Fast eine deutsche Geschichte

Maigret durfte sich wirklich fragen, ob dieser Mord in Frankreich passiert. Einen Einfluss darauf, ob er den Fall bearbeiten musste, hätte es nicht gehabt. Schließlich befand sich der ermordete Otto Braun nun auf französischem Staatsgebiet und auch die Tatverdächtigen hatte er allesamt beieinander. Da konnte er keine Verantwortung, keine Ermittlungsarbeit abschieben – weder nach Belgien noch nach Deutschland.

In Paris dürften gewisse Leute aufgeregt gewesen sein, schließlich wurden in Jeumont – einem kleinen Städtchen zur belgischen Grenze – Staatsbürger unterschiedlichster Staaten festgehalten. Und – der Name besagt es schon – Otto Braun war ebenfalls kein Franzose. Querelen mit verschiedenen Botschaftern könnten die Folge sein.

Aber sollten die in Paris doch froh sein, denn schließlich war der Neffe Maigrets – Paul Vinchon – so clever gewesen und hatte seinen Onkel um Hilfe gebeten. Besser, der Fall lag in erfahrenen Händen als in denen eines Neulings. 

Die Umstände

Die Geschichte ist ein guter Beweis dafür, dass im Ausland aufmerksam registriert wurde, was sich in Deutschland abspielte. Entstanden ist die Story vor den Novemberprogromen des Jahres 1938. Aber es gab genug Indizien dafür, dass es für die Juden unter den Nationalsozialisten nicht besser werden würde. 

Die Deutschen jüdischen Glaubens waren Bürger zweiter Klasse geworden. Simenon illustriert das mit einer Bemerkung von Lena Leibach, einer Österreicherin, die meinte:

In Deutschland ist es Israeliten untersagt, einer Arierin den Hof zu machen ...

Die Geschichte entstand im Juli 1938, der sogenannte Anschluss Österreichs war ein paar Monate zuvor erfolgt. Die »Arierin« Leibach hatte diese Regeln aber offenbar schon verinnerlicht.

Der Hintergrund der Geschichte: Der Jude Otto Braun setzte sich ins Ausland ab und versuchte von seinem Vermögen zu retten, was zu retten war. Bei diesem Versuch wurde er ermordet.
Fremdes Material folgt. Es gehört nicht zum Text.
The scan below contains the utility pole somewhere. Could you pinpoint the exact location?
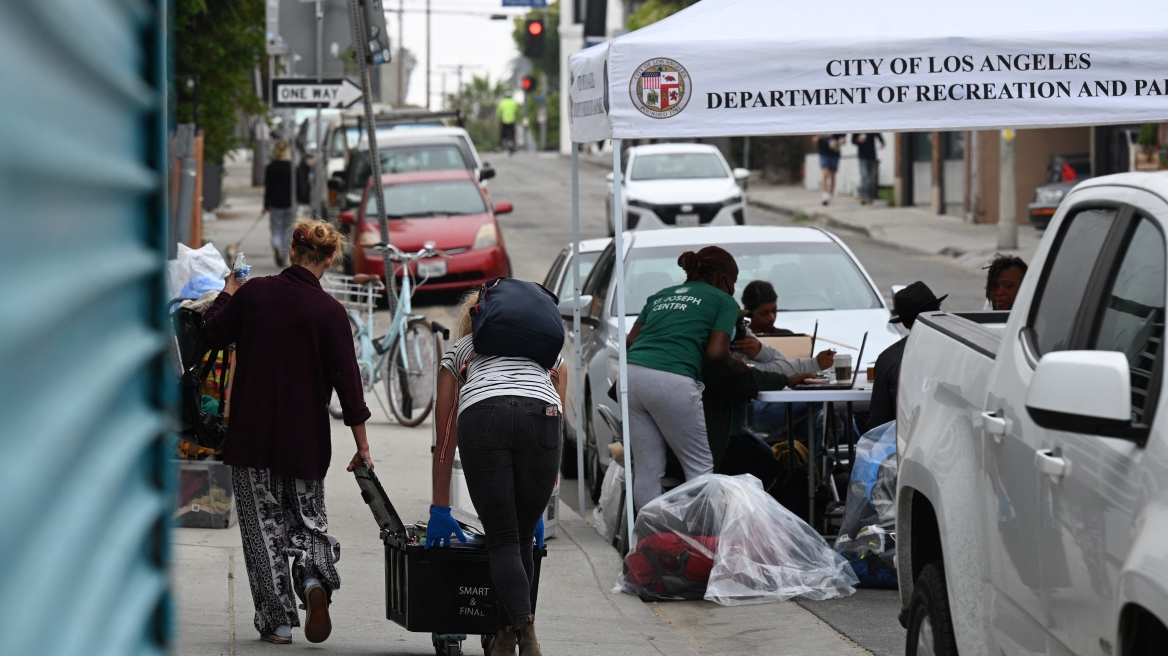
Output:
[349,0,394,303]
[997,130,1018,250]
[397,0,405,107]
[426,0,430,110]
[308,0,327,218]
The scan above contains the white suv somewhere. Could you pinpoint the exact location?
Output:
[605,144,750,237]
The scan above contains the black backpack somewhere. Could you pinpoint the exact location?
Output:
[471,278,564,369]
[172,307,229,451]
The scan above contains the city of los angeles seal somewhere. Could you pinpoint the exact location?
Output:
[628,58,690,118]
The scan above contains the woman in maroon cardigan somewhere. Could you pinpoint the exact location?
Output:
[204,219,373,644]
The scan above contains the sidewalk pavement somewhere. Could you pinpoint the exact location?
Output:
[172,406,865,656]
[746,183,1042,270]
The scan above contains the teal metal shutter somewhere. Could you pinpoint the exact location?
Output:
[0,0,173,656]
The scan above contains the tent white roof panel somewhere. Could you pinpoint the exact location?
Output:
[570,0,1168,141]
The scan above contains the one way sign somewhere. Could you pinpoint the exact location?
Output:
[272,77,361,109]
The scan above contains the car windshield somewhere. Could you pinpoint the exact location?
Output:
[630,153,730,180]
[353,144,473,188]
[625,242,881,315]
[366,180,487,221]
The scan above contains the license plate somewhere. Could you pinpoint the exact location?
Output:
[418,259,446,278]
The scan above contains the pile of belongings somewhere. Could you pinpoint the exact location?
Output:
[835,421,897,588]
[613,474,857,606]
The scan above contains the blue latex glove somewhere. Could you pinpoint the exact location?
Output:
[425,505,466,549]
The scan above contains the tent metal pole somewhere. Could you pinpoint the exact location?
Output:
[572,142,588,521]
[612,138,633,551]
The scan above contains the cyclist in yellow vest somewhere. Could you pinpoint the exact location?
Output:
[495,96,519,153]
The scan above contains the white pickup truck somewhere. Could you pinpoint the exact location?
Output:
[897,173,1168,656]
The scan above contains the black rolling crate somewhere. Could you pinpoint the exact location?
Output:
[353,467,548,656]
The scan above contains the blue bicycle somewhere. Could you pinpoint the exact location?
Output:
[320,243,450,426]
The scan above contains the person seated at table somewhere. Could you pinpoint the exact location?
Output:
[985,253,1027,312]
[702,354,811,491]
[730,280,835,433]
[730,280,835,375]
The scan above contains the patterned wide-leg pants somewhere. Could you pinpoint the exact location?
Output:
[231,467,341,635]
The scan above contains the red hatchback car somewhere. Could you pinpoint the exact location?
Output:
[340,170,512,291]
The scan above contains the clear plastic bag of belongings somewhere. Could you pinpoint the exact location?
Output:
[835,526,897,588]
[166,244,231,300]
[613,474,857,606]
[836,421,896,541]
[592,459,625,544]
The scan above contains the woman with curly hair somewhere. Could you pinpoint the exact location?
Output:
[204,219,373,644]
[628,246,745,510]
[986,254,1027,312]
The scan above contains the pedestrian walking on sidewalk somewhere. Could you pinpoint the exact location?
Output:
[204,219,373,644]
[815,134,848,205]
[264,139,296,267]
[426,292,568,656]
[851,132,884,205]
[627,246,745,510]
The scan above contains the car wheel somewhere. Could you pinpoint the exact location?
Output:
[904,560,957,656]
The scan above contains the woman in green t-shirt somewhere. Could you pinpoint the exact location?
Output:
[628,246,745,510]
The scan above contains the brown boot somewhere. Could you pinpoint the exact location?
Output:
[487,627,515,656]
[515,615,543,656]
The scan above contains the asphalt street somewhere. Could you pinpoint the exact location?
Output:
[196,148,999,656]
[455,153,985,656]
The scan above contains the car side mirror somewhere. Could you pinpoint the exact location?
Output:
[559,294,600,326]
[1026,351,1147,439]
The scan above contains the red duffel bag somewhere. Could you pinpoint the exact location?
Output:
[625,532,718,601]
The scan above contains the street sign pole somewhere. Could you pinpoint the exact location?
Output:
[349,0,397,312]
[310,0,328,218]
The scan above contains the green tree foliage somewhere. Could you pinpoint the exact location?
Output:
[174,0,266,163]
[625,0,697,32]
[446,75,510,151]
[512,2,559,88]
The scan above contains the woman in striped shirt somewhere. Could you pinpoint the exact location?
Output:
[426,293,568,656]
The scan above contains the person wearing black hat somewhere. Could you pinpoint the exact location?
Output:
[868,280,948,431]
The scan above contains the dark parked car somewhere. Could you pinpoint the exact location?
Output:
[1027,155,1091,230]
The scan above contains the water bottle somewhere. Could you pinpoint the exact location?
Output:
[231,252,251,285]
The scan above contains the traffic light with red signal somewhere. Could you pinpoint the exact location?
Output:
[523,19,547,58]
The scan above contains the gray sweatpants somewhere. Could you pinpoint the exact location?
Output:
[628,364,714,510]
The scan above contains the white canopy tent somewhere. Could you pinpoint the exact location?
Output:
[566,0,1168,536]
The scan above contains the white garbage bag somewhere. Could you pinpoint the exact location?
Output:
[592,459,625,544]
[166,244,231,299]
[614,474,858,606]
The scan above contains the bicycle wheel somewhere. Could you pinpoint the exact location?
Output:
[328,308,364,419]
[382,319,438,426]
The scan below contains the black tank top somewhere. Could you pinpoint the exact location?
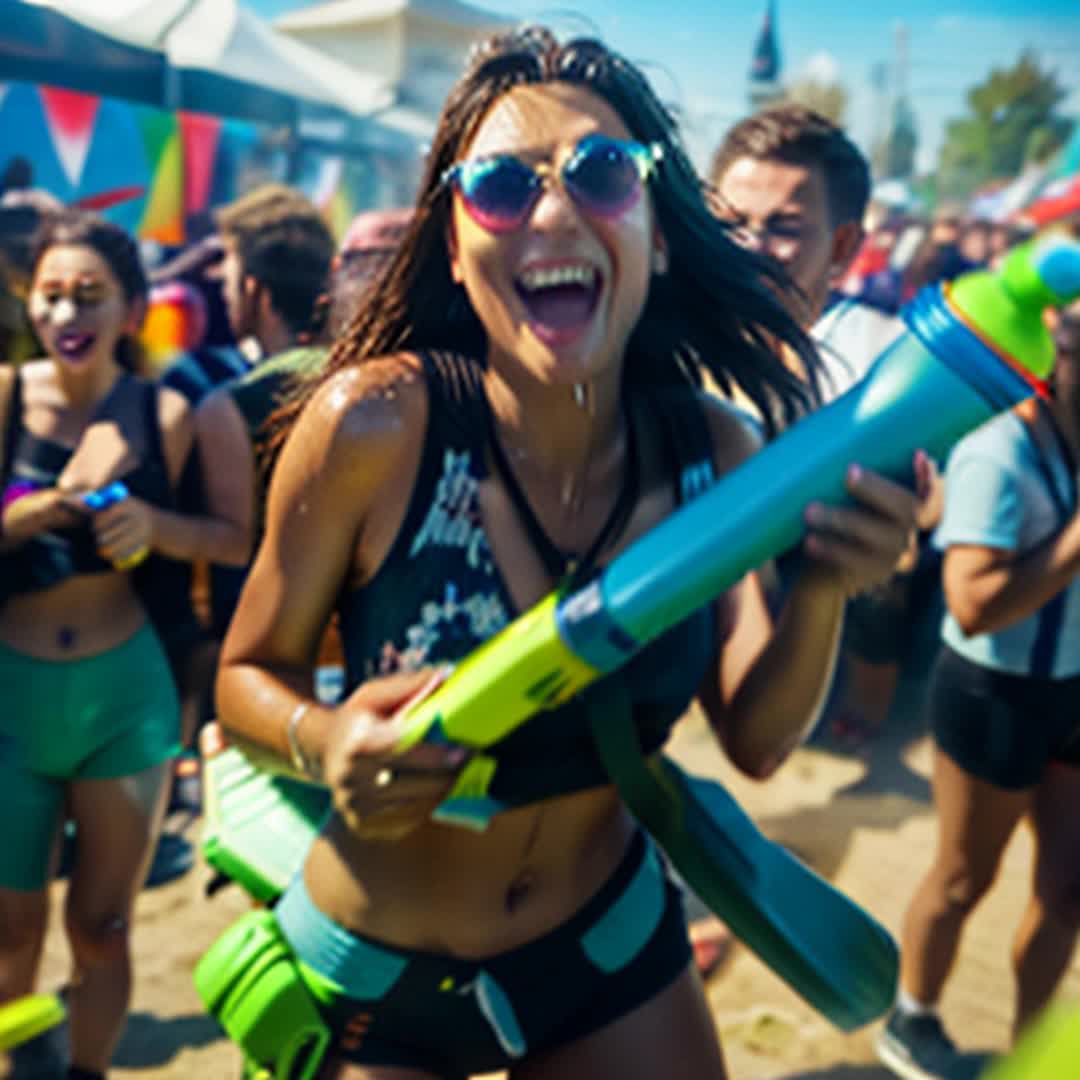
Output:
[0,373,173,595]
[339,354,718,806]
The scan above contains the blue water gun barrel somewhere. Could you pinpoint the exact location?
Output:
[556,278,1035,673]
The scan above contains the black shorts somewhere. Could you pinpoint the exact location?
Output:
[276,833,690,1078]
[928,646,1080,791]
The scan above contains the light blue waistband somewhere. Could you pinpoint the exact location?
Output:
[274,875,408,1000]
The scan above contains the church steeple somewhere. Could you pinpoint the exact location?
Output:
[747,0,783,110]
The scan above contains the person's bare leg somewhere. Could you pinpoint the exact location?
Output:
[0,889,49,1004]
[900,750,1032,1005]
[1013,767,1080,1037]
[65,762,170,1072]
[510,967,727,1080]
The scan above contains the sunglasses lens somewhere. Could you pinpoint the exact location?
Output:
[563,138,642,217]
[458,158,540,232]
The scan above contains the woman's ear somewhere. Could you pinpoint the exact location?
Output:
[124,296,150,337]
[446,214,464,285]
[652,229,667,276]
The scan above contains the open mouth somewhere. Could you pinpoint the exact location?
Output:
[56,333,97,360]
[514,262,604,345]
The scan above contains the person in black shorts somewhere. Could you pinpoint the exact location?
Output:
[878,305,1080,1077]
[217,27,916,1080]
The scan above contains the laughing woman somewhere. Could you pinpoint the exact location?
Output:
[0,216,247,1080]
[217,28,914,1080]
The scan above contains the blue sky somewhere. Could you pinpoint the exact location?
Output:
[250,0,1080,174]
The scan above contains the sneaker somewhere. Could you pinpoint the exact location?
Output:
[875,1009,960,1080]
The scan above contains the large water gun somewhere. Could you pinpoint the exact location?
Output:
[402,239,1080,812]
[197,240,1080,1062]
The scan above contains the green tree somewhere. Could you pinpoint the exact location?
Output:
[937,52,1067,199]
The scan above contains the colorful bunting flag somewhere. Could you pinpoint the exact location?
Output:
[40,86,102,188]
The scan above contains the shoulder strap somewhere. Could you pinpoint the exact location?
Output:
[139,379,168,474]
[650,388,716,502]
[1023,402,1077,678]
[0,367,23,480]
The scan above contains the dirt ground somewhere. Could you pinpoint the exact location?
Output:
[8,699,1080,1080]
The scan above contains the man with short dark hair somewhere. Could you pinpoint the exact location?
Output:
[195,184,334,637]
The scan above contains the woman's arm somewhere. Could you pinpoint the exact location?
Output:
[942,514,1080,636]
[142,388,254,566]
[700,397,926,779]
[0,365,81,552]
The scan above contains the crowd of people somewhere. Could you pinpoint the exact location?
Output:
[0,21,1080,1080]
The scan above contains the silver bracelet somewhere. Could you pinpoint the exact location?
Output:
[285,701,319,780]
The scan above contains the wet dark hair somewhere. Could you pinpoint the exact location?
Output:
[282,27,818,432]
[708,102,870,228]
[216,184,334,334]
[31,211,150,372]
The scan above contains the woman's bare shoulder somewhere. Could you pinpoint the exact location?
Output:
[289,353,428,470]
[699,391,764,474]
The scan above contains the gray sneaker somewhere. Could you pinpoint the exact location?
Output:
[875,1009,962,1080]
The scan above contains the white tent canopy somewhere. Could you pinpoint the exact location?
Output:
[30,0,393,116]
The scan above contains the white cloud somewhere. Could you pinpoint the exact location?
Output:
[802,52,840,83]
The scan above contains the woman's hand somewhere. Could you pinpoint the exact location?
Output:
[806,450,932,596]
[2,487,87,542]
[323,669,468,840]
[92,495,153,569]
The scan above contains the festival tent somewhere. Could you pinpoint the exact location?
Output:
[19,0,391,127]
[0,0,166,105]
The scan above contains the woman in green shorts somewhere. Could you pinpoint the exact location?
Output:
[0,215,248,1078]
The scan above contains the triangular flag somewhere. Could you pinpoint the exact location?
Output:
[180,112,221,214]
[750,0,780,82]
[40,86,102,188]
[139,132,184,245]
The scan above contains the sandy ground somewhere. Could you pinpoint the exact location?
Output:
[0,691,1080,1080]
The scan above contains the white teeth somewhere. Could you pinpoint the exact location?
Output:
[517,262,596,292]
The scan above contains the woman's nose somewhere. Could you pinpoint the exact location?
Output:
[529,175,578,228]
[52,296,79,326]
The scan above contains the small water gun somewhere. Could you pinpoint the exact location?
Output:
[0,994,67,1051]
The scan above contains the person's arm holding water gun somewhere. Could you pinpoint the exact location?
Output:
[217,360,463,834]
[686,395,929,779]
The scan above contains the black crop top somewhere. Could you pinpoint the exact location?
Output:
[0,373,173,595]
[339,354,718,806]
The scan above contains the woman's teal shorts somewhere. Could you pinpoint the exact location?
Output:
[0,625,179,892]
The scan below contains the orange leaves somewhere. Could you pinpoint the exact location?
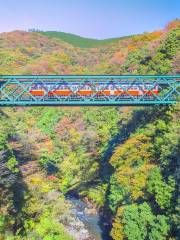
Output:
[110,50,128,65]
[111,207,125,240]
[166,19,180,31]
[111,134,154,200]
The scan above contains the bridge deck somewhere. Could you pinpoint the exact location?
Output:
[0,75,180,106]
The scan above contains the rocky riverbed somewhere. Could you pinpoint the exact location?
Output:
[66,197,103,240]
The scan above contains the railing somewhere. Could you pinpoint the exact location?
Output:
[0,75,180,106]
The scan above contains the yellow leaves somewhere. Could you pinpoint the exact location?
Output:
[111,134,154,200]
[110,134,152,167]
[111,207,125,240]
[30,176,43,185]
[127,44,137,52]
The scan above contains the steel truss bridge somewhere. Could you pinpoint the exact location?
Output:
[0,75,180,106]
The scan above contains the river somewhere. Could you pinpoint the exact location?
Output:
[67,196,105,240]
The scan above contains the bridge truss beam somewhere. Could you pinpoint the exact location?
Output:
[0,75,180,106]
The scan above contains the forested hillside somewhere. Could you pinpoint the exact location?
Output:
[0,20,180,240]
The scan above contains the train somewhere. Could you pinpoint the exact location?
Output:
[29,83,159,97]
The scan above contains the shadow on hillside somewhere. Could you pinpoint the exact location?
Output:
[0,150,27,235]
[99,106,169,240]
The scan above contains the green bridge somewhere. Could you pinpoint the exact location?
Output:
[0,75,180,106]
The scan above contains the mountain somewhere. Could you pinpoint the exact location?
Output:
[34,31,130,48]
[0,20,180,240]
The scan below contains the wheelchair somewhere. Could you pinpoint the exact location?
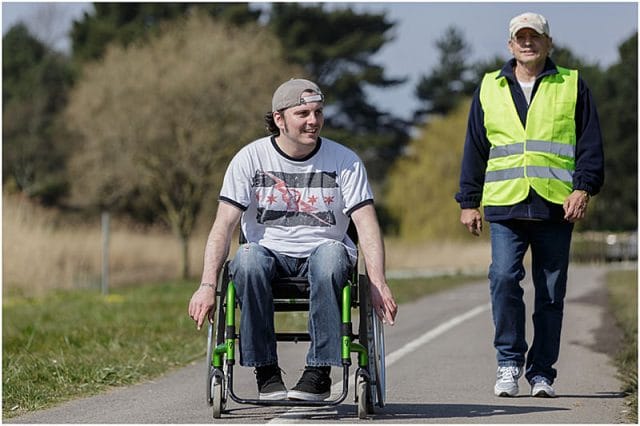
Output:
[206,224,385,419]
Abgesehen vom Geschichtlichen, gibt es keine andere Story Simenons, in der so viele Deutsche auftauchen und die verschiedensten deutschen Städte auftauchen. Ich würde nicht soweit gehen, zu sagen, dass die Handlung in den genannten Städten spielt – es handelt sich mehr um Erwähnungen, Stadt-Statisten wenn man so will. Immerhin vier Großstädte haben es geschafft, erwähnt zu werden – was ein Rekord sein dürfte.

Der Zug

Der Zug startete in Berlin und hatte zwei Kurswagen aus Warschau. In der polnischen Hauptstadt war eine Passagierin zugestiegen, die aus Vilnius kam. In der deutschen Übersetzung wurde sie Madame Irvič genannt, im französischen Original nannte Simenon die Dame »Irvitch«. Sie war Jüdin und die Ehefrau eines Pelzgroßhändlers. Ihr Reisegefährte für die erste Etappe bis nach Berlin war ein Franzose namens Adolphe Bonvoisin, der als Angestellter eine Filiale in Lwow besucht hatte (hierzulande als Lemberg bekannt). 

In Berlin stiegen sowohl Otto Braun zu, sowie Thomas Hauke und die schon erwähnte Lena Leibach. Herr Braun war ein angesehener Bankier gewesen, die beiden anderen Genannten fischten in eher trüben Gewässern. Der Hamburger Hauke war zwar auch in Berlin zugestiegen, wechselte jedoch erst in Köln in das Abteil. In der Domstadt stieg auch der über jeden Verdacht erhabene Dr. Gellhorn hinzu.

Das war die Reisegruppe, mit der sich sowohl Maigrets Neffe auseinanderzusetzen hatte, nachdem er den Toten in dem Abteil entdeckt hatte.

Kurz und knackig

Interessant dürfte die Story sein, weil wir damit einen literarischen, belgisch-französischen Blick auf die Dinge bekommen, die sich in Deutschland abspielten. Die Jeumont-Angelegenheit gehört zu den Kurzgeschichten Simenons, die sich zwischendurch Lesen lässt. 

Der Plot ist interessant angelegt, allerdings hat man zum Ende das Gefühl, dass sich nicht nur Maigret verabschiedete und seinen Neffen den Rest der Arbeit erledigen ließ. Auch Simenon machte einen schlanken Fuß und beendete die Angelegenheit flott. Wie der Mord ablief, das wird dem Leser noch präsentiert. Den Rest des Komplotts darf er sich in seiner Fantasie erarbeiten.